Thought Leadership
Man kann verstehen, wenn so manch einem aufrechten Demokraten in der Krise Bange wird ob der Frage nach der Rechtsstaatlichkeit der Maßnahmen. Es ist frappierend, wie die Politik mit der Angst vor der Ansteckung beinahe jede Freiheitsbeschränkung bei der Bevölkerung durchsetzen kann und dafür sogar noch Zustimmung erhält. So sind in der Krise zeitweise 90 Prozent der Deutschen mit den von der Politik verfügten Ausgangsbeschränkungen einverstanden. Wann hat eine demokratisch gewählte Regierung in Deutschland jemals Zustimmungswerte von 90 Prozent? Nie zuvor!

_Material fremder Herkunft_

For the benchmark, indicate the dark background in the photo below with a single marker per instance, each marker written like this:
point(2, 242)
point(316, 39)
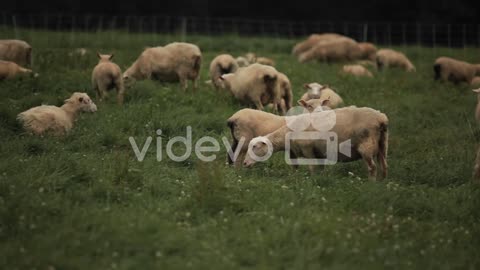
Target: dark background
point(336, 10)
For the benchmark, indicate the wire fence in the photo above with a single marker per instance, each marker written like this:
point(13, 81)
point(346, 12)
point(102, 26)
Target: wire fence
point(383, 33)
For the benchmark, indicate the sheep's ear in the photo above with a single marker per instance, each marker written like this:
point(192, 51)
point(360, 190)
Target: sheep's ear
point(302, 103)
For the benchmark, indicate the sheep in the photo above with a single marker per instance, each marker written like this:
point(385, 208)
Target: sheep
point(449, 69)
point(365, 127)
point(172, 63)
point(356, 70)
point(248, 124)
point(17, 51)
point(368, 51)
point(9, 70)
point(475, 81)
point(322, 92)
point(312, 40)
point(254, 85)
point(390, 58)
point(242, 61)
point(57, 120)
point(107, 75)
point(337, 50)
point(222, 64)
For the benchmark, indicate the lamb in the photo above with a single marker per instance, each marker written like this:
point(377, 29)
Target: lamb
point(390, 58)
point(356, 70)
point(107, 75)
point(366, 128)
point(17, 51)
point(312, 40)
point(248, 124)
point(337, 50)
point(9, 70)
point(449, 69)
point(57, 120)
point(322, 92)
point(254, 85)
point(172, 63)
point(222, 64)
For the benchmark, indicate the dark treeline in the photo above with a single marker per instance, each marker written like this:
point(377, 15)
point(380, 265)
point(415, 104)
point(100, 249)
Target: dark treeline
point(339, 10)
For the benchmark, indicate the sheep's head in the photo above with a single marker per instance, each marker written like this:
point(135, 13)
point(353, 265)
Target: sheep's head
point(105, 57)
point(312, 104)
point(82, 101)
point(259, 149)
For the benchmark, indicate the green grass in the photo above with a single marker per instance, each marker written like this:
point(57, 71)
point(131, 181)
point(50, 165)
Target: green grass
point(85, 202)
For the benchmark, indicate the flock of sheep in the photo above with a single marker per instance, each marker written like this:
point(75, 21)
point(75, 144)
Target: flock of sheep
point(255, 83)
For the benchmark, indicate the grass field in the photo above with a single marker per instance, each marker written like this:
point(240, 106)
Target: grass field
point(85, 202)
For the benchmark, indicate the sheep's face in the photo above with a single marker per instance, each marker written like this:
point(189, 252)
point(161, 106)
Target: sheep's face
point(83, 101)
point(104, 57)
point(257, 149)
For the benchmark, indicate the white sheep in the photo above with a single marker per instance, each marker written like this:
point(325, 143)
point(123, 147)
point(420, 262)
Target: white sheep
point(449, 69)
point(9, 70)
point(17, 51)
point(172, 63)
point(336, 50)
point(390, 58)
point(366, 128)
point(222, 64)
point(321, 92)
point(57, 120)
point(356, 70)
point(248, 124)
point(107, 75)
point(255, 85)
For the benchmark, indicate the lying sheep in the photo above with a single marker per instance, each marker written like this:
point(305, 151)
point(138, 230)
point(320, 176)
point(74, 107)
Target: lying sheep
point(337, 50)
point(356, 70)
point(172, 63)
point(366, 128)
point(248, 124)
point(255, 85)
point(17, 51)
point(312, 40)
point(107, 75)
point(368, 51)
point(390, 58)
point(57, 120)
point(222, 64)
point(9, 70)
point(449, 69)
point(322, 92)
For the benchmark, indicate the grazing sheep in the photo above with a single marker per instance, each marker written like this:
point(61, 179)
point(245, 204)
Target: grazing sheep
point(242, 61)
point(248, 124)
point(390, 58)
point(107, 75)
point(312, 40)
point(368, 51)
point(322, 92)
point(366, 128)
point(475, 81)
point(222, 64)
point(9, 70)
point(449, 69)
point(254, 85)
point(58, 120)
point(17, 51)
point(356, 70)
point(172, 63)
point(337, 50)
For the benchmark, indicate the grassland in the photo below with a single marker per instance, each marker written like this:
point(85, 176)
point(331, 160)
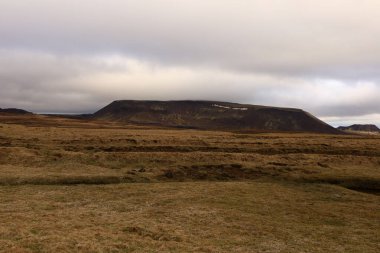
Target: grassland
point(69, 185)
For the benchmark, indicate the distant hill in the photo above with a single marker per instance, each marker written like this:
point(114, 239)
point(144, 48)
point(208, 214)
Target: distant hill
point(213, 115)
point(14, 111)
point(361, 128)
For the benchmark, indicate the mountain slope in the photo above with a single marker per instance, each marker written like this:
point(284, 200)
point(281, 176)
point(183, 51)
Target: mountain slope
point(360, 128)
point(213, 115)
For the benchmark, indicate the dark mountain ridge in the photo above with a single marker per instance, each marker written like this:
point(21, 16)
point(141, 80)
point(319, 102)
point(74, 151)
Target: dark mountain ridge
point(213, 115)
point(360, 128)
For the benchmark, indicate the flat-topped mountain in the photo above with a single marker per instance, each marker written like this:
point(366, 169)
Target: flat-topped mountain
point(213, 115)
point(360, 128)
point(14, 111)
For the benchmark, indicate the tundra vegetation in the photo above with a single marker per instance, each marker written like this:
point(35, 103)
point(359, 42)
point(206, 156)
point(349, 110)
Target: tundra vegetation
point(95, 186)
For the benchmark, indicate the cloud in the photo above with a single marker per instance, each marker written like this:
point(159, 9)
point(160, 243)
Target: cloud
point(76, 56)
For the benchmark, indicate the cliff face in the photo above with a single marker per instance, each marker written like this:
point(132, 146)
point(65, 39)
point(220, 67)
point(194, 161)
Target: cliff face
point(213, 115)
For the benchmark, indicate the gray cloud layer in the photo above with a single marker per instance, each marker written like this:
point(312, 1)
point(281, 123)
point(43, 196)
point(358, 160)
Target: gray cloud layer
point(70, 56)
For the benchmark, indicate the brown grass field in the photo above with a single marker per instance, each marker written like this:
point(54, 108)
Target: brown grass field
point(89, 186)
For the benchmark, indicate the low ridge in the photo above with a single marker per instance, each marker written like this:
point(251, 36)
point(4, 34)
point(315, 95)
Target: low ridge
point(360, 128)
point(213, 115)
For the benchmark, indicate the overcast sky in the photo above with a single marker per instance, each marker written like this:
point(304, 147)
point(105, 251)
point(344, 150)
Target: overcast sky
point(71, 56)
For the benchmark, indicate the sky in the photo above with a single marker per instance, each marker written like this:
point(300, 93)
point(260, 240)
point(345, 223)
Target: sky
point(76, 56)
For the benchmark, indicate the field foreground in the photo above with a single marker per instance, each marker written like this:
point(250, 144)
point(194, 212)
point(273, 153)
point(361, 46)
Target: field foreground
point(68, 185)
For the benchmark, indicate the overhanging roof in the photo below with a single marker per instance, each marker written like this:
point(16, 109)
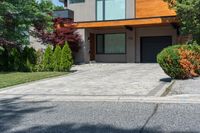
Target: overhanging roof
point(129, 22)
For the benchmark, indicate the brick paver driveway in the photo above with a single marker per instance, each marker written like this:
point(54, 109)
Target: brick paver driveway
point(98, 80)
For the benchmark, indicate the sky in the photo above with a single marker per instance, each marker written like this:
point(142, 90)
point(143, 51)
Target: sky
point(56, 2)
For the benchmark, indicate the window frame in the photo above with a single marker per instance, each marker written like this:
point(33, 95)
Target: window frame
point(103, 53)
point(76, 2)
point(104, 12)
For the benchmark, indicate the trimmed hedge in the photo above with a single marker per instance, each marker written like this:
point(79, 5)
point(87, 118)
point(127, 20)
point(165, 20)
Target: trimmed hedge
point(18, 59)
point(66, 58)
point(56, 58)
point(180, 61)
point(47, 59)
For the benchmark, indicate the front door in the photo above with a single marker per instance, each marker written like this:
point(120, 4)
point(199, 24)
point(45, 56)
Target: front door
point(151, 46)
point(92, 47)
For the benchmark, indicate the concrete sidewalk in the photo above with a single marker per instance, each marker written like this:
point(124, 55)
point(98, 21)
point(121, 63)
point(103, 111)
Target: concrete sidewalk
point(186, 88)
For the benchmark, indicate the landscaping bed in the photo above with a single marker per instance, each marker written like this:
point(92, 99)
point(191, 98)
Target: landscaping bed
point(14, 78)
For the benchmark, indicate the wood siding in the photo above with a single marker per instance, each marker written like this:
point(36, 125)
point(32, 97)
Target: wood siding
point(152, 8)
point(120, 23)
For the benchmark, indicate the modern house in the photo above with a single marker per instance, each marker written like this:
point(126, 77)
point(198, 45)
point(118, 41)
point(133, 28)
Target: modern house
point(120, 31)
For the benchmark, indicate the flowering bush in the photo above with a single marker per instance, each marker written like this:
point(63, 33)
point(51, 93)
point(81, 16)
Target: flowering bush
point(181, 61)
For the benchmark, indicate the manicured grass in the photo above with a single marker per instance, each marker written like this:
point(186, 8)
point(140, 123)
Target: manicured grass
point(14, 78)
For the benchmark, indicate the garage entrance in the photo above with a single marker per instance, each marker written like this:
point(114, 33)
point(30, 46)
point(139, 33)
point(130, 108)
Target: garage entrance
point(151, 46)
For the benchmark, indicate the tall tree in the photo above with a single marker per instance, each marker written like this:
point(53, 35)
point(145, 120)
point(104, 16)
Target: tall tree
point(62, 34)
point(18, 16)
point(188, 12)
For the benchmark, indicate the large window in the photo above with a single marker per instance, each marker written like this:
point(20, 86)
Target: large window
point(110, 9)
point(76, 1)
point(111, 43)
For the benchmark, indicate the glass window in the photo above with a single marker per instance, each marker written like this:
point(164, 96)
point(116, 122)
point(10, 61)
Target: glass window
point(111, 44)
point(100, 47)
point(99, 10)
point(111, 9)
point(76, 1)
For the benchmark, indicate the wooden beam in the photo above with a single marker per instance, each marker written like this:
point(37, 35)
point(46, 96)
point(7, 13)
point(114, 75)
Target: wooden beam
point(132, 22)
point(153, 8)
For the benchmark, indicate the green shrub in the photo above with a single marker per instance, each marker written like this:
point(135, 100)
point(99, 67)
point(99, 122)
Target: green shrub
point(14, 60)
point(47, 59)
point(39, 67)
point(4, 60)
point(29, 59)
point(66, 58)
point(57, 58)
point(180, 61)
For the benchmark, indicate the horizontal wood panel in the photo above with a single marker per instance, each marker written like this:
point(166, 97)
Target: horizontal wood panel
point(152, 8)
point(133, 22)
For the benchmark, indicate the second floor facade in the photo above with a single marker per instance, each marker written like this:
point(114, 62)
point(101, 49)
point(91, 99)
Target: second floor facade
point(105, 10)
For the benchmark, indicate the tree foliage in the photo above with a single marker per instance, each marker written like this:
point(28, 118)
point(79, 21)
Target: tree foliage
point(188, 12)
point(62, 34)
point(17, 16)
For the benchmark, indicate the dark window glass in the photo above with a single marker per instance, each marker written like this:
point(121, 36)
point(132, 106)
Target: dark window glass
point(76, 1)
point(111, 44)
point(100, 43)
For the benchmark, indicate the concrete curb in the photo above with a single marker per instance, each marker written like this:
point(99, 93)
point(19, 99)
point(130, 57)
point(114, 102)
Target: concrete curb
point(165, 89)
point(125, 99)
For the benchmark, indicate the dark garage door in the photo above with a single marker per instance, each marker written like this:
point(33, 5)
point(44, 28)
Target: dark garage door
point(151, 46)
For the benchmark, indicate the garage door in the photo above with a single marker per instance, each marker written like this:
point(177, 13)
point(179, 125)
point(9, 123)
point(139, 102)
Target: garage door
point(151, 46)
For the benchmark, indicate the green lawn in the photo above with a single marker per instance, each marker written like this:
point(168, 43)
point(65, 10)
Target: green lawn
point(14, 78)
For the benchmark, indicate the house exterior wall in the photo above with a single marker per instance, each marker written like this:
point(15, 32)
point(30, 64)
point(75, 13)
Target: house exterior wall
point(87, 11)
point(152, 8)
point(113, 58)
point(132, 43)
point(147, 18)
point(84, 11)
point(153, 31)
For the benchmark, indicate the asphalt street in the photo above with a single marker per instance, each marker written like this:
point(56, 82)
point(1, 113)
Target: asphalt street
point(97, 117)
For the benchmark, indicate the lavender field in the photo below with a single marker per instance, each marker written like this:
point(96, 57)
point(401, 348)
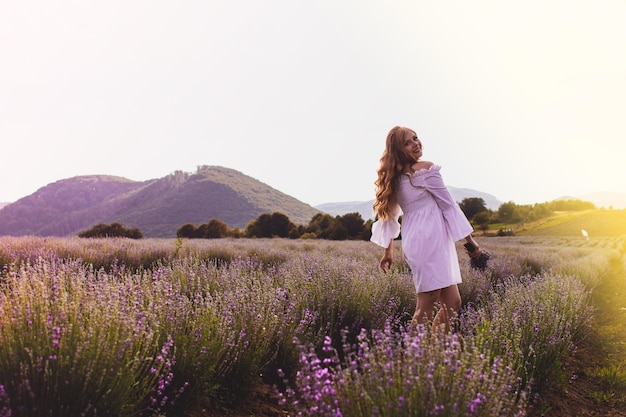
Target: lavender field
point(118, 327)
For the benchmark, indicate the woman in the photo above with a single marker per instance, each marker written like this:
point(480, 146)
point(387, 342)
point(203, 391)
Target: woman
point(431, 224)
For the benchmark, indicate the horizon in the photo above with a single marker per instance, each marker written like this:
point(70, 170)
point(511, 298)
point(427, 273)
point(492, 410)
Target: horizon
point(523, 100)
point(618, 198)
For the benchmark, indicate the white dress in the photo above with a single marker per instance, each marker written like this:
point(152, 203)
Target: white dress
point(431, 224)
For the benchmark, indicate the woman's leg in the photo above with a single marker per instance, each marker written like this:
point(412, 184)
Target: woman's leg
point(425, 308)
point(450, 305)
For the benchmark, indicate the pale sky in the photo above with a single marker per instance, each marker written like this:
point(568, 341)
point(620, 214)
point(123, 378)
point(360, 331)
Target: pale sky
point(525, 100)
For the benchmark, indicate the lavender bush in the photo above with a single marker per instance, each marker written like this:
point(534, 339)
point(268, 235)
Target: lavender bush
point(126, 327)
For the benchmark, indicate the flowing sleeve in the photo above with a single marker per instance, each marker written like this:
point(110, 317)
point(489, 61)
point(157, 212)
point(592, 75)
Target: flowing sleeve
point(456, 222)
point(384, 231)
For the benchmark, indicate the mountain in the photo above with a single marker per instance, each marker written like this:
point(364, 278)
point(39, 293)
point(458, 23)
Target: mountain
point(157, 207)
point(365, 207)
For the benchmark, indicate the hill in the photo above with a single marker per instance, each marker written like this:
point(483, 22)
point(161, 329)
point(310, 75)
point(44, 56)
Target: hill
point(157, 207)
point(595, 222)
point(365, 207)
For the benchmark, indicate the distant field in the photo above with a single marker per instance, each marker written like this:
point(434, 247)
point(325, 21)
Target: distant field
point(595, 222)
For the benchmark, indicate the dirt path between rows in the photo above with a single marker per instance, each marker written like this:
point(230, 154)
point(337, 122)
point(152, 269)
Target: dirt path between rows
point(594, 378)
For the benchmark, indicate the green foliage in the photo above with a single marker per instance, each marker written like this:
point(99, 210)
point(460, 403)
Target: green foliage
point(214, 229)
point(111, 230)
point(472, 206)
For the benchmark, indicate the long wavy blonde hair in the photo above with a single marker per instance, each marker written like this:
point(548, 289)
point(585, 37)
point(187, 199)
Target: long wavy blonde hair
point(392, 163)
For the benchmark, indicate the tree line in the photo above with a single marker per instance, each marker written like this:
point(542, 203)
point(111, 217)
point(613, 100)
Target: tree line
point(350, 226)
point(510, 213)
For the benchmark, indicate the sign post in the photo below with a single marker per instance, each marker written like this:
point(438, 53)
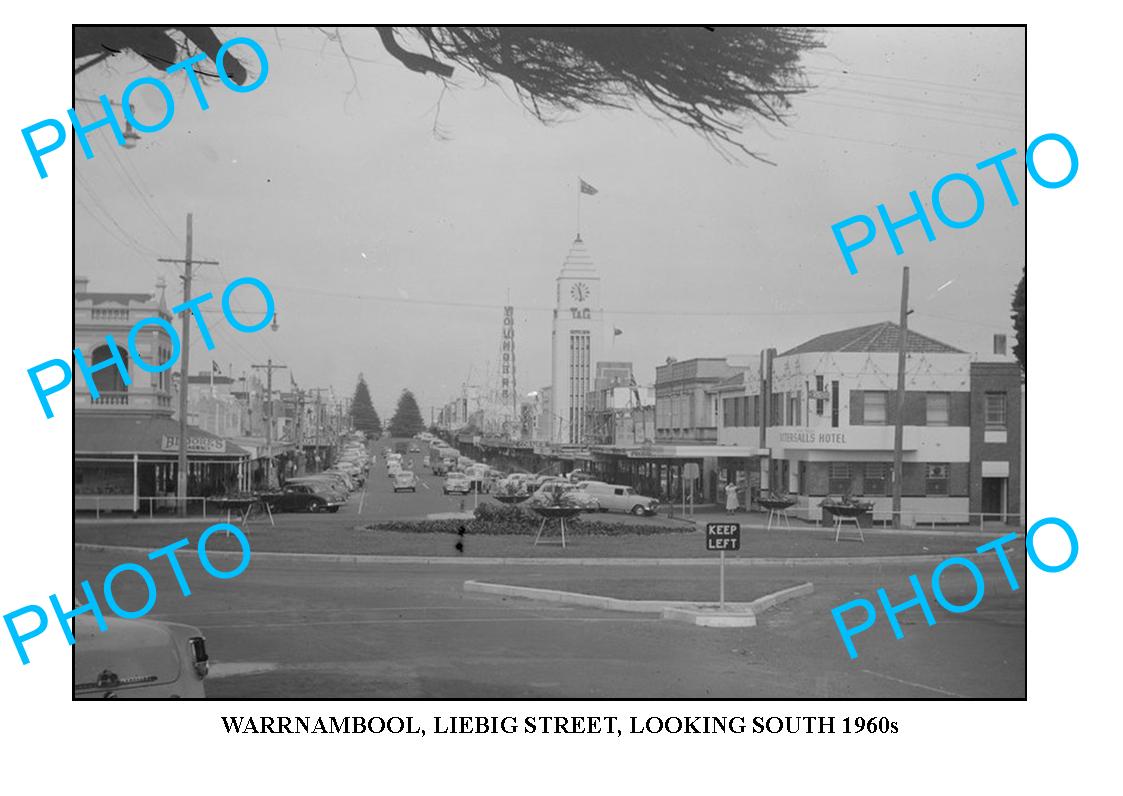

Man mag diese Hörigkeit harsch kritisieren, hinter ihr ein historisches Obrigkeitsdenken vermuten. Es gibt aber auch die umgekehrte Interpretation: Die Mehrzahl der Deutschen stuft die Rechtsstaatlichkeit in der Bundesrepublik Deutschland als derart gefestigt ein, dass sie vorübergehende Einschränkungen angesichts einer Gefahrensituation gelassen nimmt. Angela Merkel wird nicht verdächtigt, eine dauerhafte Machtfülle wie Russlands Wladimir Putin, Chinas Xi Jinping oder Recep Erdogon aus der Türkei auf sich zu vereinen. Die Einschränkungen werden daher weniger als Maßnahmen der Politik, sondern vielmehr der Wissenschaft und der Vernunft eingestuft. Die Menschen sind überwiegend zu Hause geblieben, nicht, weil es ihnen der Staat vorgeschrieben hat, sondern weil sie selbst die Gefahr durch das Virus für sich und die Gesellschaft erkannt haben. Der Großteil der Bevölkerung hat nicht das Gefühl, bevormundet zu werden, sondern sieht die Politik als ausführende Kraft eines gemeinsamen Interesses, nämlich die Ausbreitung des Virus zu stoppen.
Es liegt wohl im Auge des Betrachters, welche dieser beiden Varianten man sieht.